米国を代表する名車 フォード・サンダーバードの栄光と衰退(後編) ダウンサイズと幕引き
公開 : 2025.12.20 11:45
1955年に登場したフォード・サンダーバードは、半世紀、11世代にわたり生産された高級志向のパーソナルカーです。音楽や映画など、ポップカルチャーにも幅広く影響を与えたサンダーバードの歴史を振り返ります。
もくじ
ーダウンサイジングの始まり
ーどの世代も上回る総生産台数
ーさらにダウンサイズ
ー顧客はダウングレードと見なす
ージャッキー・スチュワートが開発に関与
ー販売台数の回復
ーNASCARでの勝利
ー新プラットフォーム『MN12』を採用
ー当初はV8エンジン設定なし
ーアンダーバードの活躍
ー4年の羽休め
ーレトロなデザインで復活
ー映画『007/ダイ・アナザー・デイ』で活躍
ー幕引きは初代モデル発売からちょうど半世紀を過ぎた頃
ダウンサイジングの始まり
1977年から1979年の7代目サンダーバードは、先代モデルより明らかに小型化され、約990ポンド(約450kg)軽くなっている。これは、1974年に発売されたエリートをベースにしているためだ。ボディスタイルは再び2ドア・クーペのみとなった。
サンダーバードが新型エンジンを搭載して登場する時代は終わった。
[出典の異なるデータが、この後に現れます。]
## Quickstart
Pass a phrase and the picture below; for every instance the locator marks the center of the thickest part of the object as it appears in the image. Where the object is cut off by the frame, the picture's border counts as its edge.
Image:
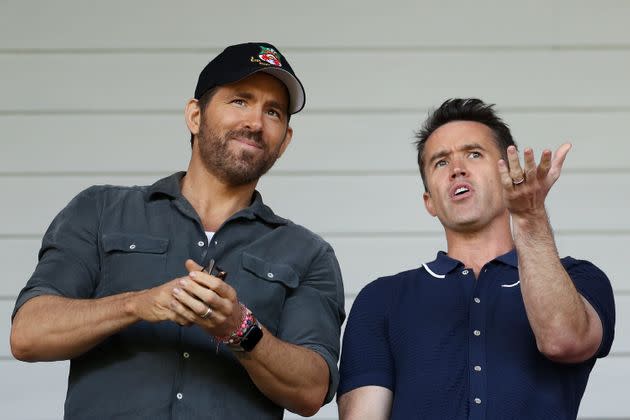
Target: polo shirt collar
(443, 264)
(171, 187)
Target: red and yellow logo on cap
(268, 56)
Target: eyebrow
(271, 103)
(465, 147)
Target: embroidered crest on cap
(269, 55)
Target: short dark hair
(463, 109)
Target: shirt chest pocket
(132, 262)
(264, 286)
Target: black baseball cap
(236, 62)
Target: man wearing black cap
(190, 298)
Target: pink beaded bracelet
(235, 337)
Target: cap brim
(297, 97)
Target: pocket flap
(280, 273)
(129, 242)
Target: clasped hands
(198, 298)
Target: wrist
(247, 335)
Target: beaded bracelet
(235, 337)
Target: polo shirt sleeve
(366, 358)
(314, 311)
(68, 259)
(594, 285)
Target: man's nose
(458, 168)
(254, 119)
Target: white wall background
(93, 92)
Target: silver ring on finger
(206, 314)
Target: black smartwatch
(251, 337)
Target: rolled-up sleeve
(68, 259)
(314, 311)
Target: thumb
(192, 266)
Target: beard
(238, 167)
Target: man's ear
(428, 203)
(287, 139)
(192, 113)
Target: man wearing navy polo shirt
(497, 327)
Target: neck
(477, 247)
(213, 200)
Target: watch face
(252, 337)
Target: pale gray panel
(203, 24)
(33, 391)
(18, 258)
(584, 22)
(606, 394)
(322, 142)
(325, 204)
(89, 143)
(334, 80)
(45, 383)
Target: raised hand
(525, 189)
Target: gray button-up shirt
(110, 240)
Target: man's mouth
(461, 190)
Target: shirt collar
(443, 264)
(171, 187)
1960年代に開発された、「ウィンザー」や「クリーブランド」と呼ばれるスモールブロックV8エンジンを採用。前者は302ci(4.9L)、後者は351ci(5.8L)または400ci(6.6L)である。

どの世代も上回る総生産台数
このサンダーバードは、過去最高の人気を得た。1977年だけで31万8140台が生産され、これは他のどの世代の総生産台数をも上回る数字だ。1978年にはさらに伸び、わずか3年のモデルライフで累計生産台数は95万5032台に達した。
人気はさらに広がり、ほぼ同一の車両がマーキュリー・クーガーのクーペ版としても販売された(生産台数はやや少ない)。クーガーの歴史は1997年までサンダーバードと並行して続いた。

さらにダウンサイズ
小型サンダーバードの人気に後押しされたのか、フォードは1980年のモデルイヤーで8代目を導入した。1966年以来のモノコック構造を採用し、1978年のフォード・マーベリックとマーキュリー・ゼファーに初採用されたフォックス・プラットフォームをベースとしている。
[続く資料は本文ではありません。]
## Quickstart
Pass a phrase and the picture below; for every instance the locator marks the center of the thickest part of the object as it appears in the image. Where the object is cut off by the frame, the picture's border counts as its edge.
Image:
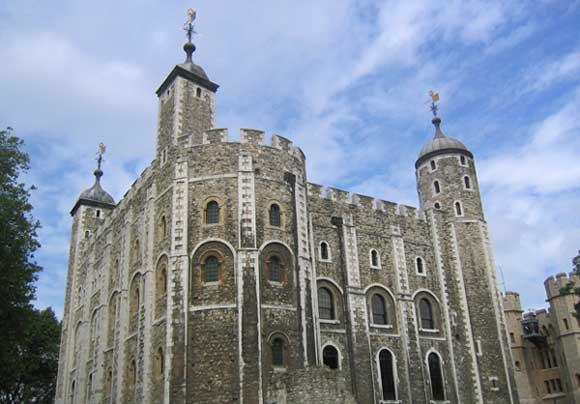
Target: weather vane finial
(100, 153)
(188, 26)
(434, 100)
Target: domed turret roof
(96, 193)
(441, 144)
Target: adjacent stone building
(223, 276)
(546, 344)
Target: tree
(29, 338)
(34, 361)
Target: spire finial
(98, 172)
(188, 27)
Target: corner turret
(447, 178)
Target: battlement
(363, 201)
(253, 137)
(555, 285)
(511, 302)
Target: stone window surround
(378, 266)
(390, 308)
(221, 207)
(200, 265)
(328, 249)
(282, 215)
(395, 376)
(336, 293)
(424, 273)
(332, 344)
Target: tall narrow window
(375, 263)
(387, 375)
(436, 375)
(426, 313)
(325, 304)
(212, 213)
(379, 310)
(420, 267)
(330, 357)
(324, 253)
(274, 269)
(211, 269)
(274, 215)
(467, 182)
(436, 187)
(458, 209)
(278, 351)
ウィンザーV8エンジンが引き続き採用されたが、大型の5.0L版でさえ133psしか出せなかった。さらに低出力のバージョンとして、1963年デビューの3.3L直列6気筒、あるいは3.3LのエセックスV6も用意されていた。後者は名称とは裏腹に英国製ではなく、カナダで生産されたエンジンだ。

顧客はダウングレードと見なす
8代目サンダーバードは装備が充実したほか、比較的軽量だったためハンドリングも評価された。しかし、サイズが大幅に縮小されたことから従来の顧客層の支持を得られず、V8専用だったラインナップに直列6気筒を追加したことも、燃費重視の時代性に沿った判断ではあるが、顧客からはダウングレードと見なされたようだ。
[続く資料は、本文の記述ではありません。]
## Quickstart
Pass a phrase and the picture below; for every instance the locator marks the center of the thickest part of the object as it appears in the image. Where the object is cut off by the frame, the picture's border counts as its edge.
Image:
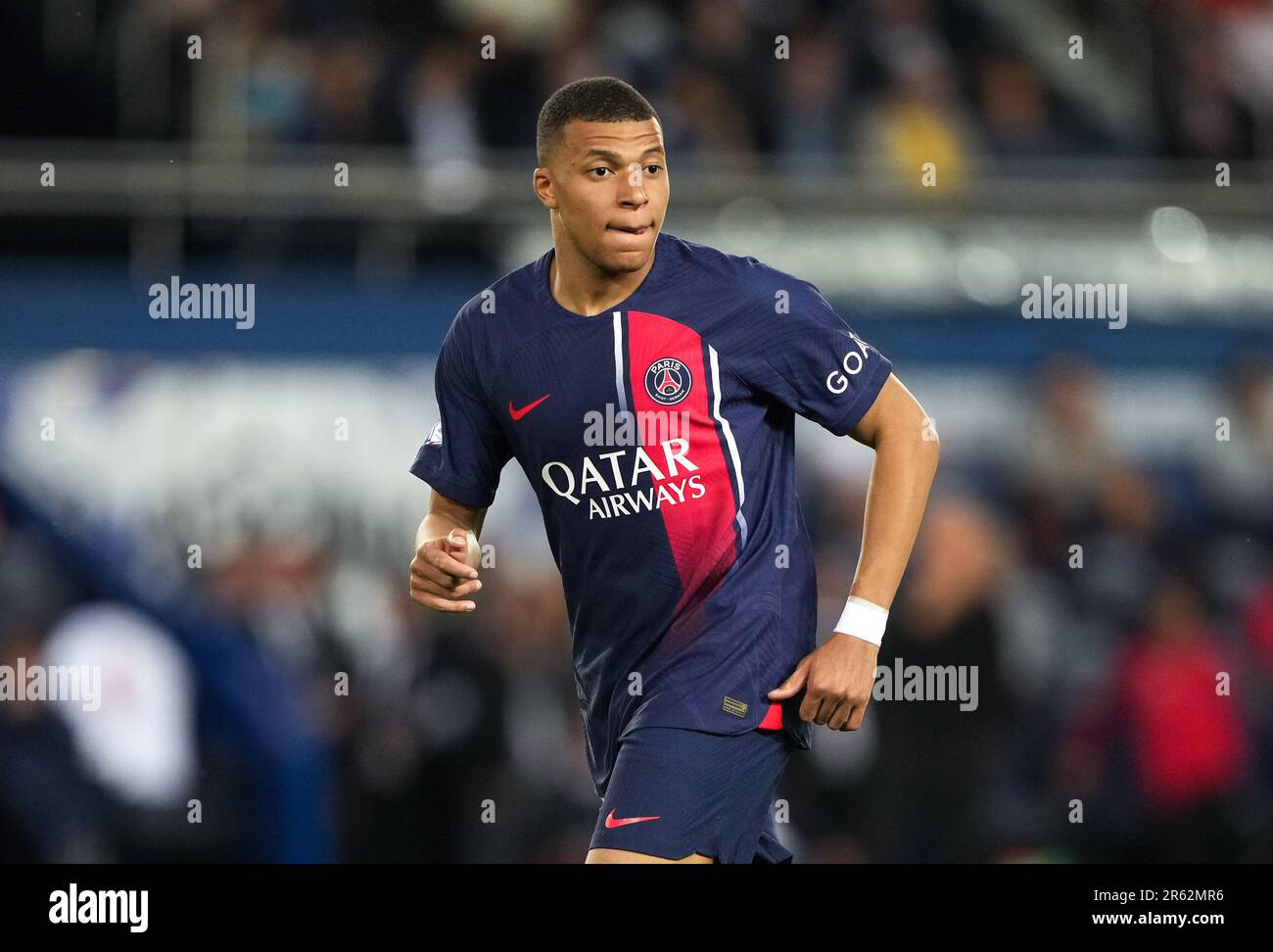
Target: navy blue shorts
(675, 791)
いずれにせよ、この8代目は販売面では失敗作となった。3年間の生産台数は、先代モデルを大幅に下回る。

ジャッキー・スチュワートが開発に関与
8代目で苦杯を喫したフォードは、9代目サンダーバードで大幅な改良に取り組んだ。引き続きフォックス・プラットフォームをベースとしつつも、スタイリングはより現代的で空力性能に優れたものになり、ハンドリング(F1世界チャンピオンに3度輝いたジャッキー・スチュワートが開発に関与)も改善された。
4.9LウィンザーV8(フォードでは5.0Lと表記)と3.8LセックスV6は継続採用されたが、サンダーバード史上最小のエンジンもラインナップに加わった。リマと呼ばれる2.3Lのターボチャージャー付き直列4気筒エンジンは、最高出力155psを発揮する。